Bouddhisme à Taïwan

Bouddhisme à Taïwan
ONG bouddhiste Tzu Chi, Taïwan

Le Bouddhisme est une religion majeure de Taïwan. Plus de 90% des Taïwanais pratique la religion traditionnelle chinoise qui intègre des éléments bouddhistes et des principes confucianistes à côté d'un fondement taoïste[1] (avec un rôle pour les spécialistes religieux des deux traditions lors d’occasions particulières comme les funérailles). Parmi ceux-ci, un plus petit nombre se réclame plus particulièrement des enseignements et institutions bouddhistes chinois, sans nécessairement se séparer des pratiques folkloriques. Une étude propose que 7 à 15% des Taïwanais sont bouddhistes au sens strict[2]. Le végétarisme est une pratique importante qui distingue cette forme « pure » de bouddhisme.
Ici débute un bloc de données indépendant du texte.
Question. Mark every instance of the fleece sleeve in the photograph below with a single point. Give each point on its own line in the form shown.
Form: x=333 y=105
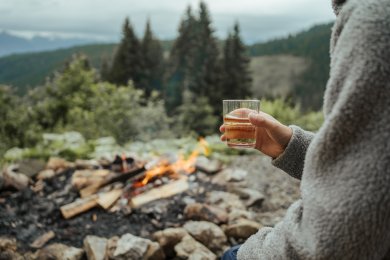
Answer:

Les statistiques du gouvernement insistent pour distinguer bouddhisme et taoïsme, ayant pour résultat des nombres presque égaux pour les deux (en 2005, 8 millions et 7,6 millions, respectivement, sur une population totale de 23 millions). Cependant, beaucoup de ces « Bouddhistes » auto-déclarés semblent appliquer le mot de « Bouddhisme » à la religion folklorique. Le bouddhisme peut être aussi confondu avec les croyances syncrétiques locales comme le Ikuan Tao, puisque celles-ci ont tendance à souligner des figures bouddhiques comme Guanyin ou Maitreya, et pratiquent aussi le végétarisme.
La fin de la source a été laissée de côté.